Search code examples
elasticsearchreindex

_reindex has suddenly stopped working inexplicably


I've been using the _reindex endpoint for some time now, about 2 months, without any problems.

I'm running ES 8.6.2 on port 9500. The OS is W10.

For some reason, as of this morning, any attempts to reindex are just not ending. The indices in question are about 20 MB or so: I've let the operation run on for as much as 3 minutes. I've tried running the command from the program (Python) but also from Insomnia.

I've also checked that the index I'm trying to reindex definitely does exist. I've also restarted the ES server. Other ES server commands appear to be working fine.

I've tried rebooting.

I notice that when I cancel the operation after many seconds, and then go GET _cat/indices I now see the new index which I was attempting to create with status "red" and apparently no documents (or stated size).

Any suggestions about what might be causing this?

Later

Output from _cluster/allocation/explain, suggested by Val:

{
    "note": "No shard was specified in the explain API request, so this response explains a randomly chosen unassigned shard. There may be other unassigned shards in this cluster which cannot be assigned for different reasons. It may not be possible to assign this shard until one of the other shards is assigned correctly. To explain the allocation of other shards (whether assigned or unassigned) you must specify the target shard in the request to this API.",
    "index": "temp_xxx3",
    "shard": 0,
    "primary": true,
    "current_state": "unassigned",
    "unassigned_info": {
        "reason": "INDEX_CREATED",
        "at": "2024-02-02T08:41:27.584Z",
        "last_allocation_status": "no"
    },
    "can_allocate": "no",
    "allocate_explanation": "Elasticsearch isn't allowed to allocate this shard to any of the nodes in the cluster.
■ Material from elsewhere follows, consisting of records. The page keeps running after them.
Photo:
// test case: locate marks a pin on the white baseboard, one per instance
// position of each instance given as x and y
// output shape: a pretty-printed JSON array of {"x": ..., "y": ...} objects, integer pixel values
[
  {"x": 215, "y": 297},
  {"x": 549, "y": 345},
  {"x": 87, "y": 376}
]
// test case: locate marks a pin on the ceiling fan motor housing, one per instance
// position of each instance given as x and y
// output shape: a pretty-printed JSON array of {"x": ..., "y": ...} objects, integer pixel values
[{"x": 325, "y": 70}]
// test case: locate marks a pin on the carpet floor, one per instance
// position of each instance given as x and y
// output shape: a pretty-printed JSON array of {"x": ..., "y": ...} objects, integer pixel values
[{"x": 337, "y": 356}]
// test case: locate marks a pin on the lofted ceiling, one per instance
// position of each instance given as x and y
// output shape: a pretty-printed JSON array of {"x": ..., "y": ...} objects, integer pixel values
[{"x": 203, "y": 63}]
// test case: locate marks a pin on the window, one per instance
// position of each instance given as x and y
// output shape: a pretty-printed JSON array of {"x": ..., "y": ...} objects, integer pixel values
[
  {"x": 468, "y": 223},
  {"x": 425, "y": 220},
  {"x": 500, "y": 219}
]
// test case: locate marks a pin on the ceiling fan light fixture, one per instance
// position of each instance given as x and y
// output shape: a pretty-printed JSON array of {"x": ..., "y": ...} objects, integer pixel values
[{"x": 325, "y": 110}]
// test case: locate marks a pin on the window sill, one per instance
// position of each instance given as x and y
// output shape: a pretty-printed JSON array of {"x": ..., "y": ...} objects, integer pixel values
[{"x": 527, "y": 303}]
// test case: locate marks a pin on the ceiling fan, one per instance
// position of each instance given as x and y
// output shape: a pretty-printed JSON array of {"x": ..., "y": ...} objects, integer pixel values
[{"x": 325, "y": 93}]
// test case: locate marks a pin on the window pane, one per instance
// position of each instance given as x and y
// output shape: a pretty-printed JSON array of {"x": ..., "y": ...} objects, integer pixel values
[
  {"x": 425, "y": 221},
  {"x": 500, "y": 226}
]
Choose a node to which you expect this shard to be allocated, find this node in the node-by-node explanation, and address the reasons which prevent Elasticsearch from allocating this shard there.",
    "node_allocation_decisions": [
        {
            "node_id": "GcqJ5quJRwSfXBVDba4cdw",
            "node_name": "node862-1",
            "transport_address": "127.0.0.1:9301",
            "node_attributes": {
                "ml.allocated_processors": "8",
                "ml.machine_memory": "17031471104",
                "xpack.installed": "true",
                "ml.allocated_processors_double": "8.0",
                "ml.max_jvm_size": "2147483648"
            },
            "node_decision": "no",
            "weight_ranking": 1,
            "deciders": [
                {
                    "decider": "disk_threshold",
                    "decision": "NO",
                    "explanation": "the node is above the high watermark cluster setting [cluster.routing.allocation.disk.watermark.high=90%], having less than the minimum required [27gb] free space, actual free: [16.5gb], actual used: [93.8%]"
                }
            ]
        }
    ]
}

... now searching on this "watermark" thing...


Solution

  • An index that gets created red usually means that the shards cannot be assigned to it. There can be many reasons.

    One of them being that indexing can't happen because the disks are filled up, you can check your disk watermarks to make sure.

    There may also exist some allocation rules that prevent the shards from being allocated to any node.

    In any case, if you run GET _cluster/allocation/explain, you'll see immediately why the shards of that index don't get allocated.

    If it turns out that you crossed the watermark, you have a few options:

    1. You can increase the watermark setting, but you're only kicking the can down the road.
    2. You can increase the available disk space or add a new node.
    3. As last resort you can delete some data.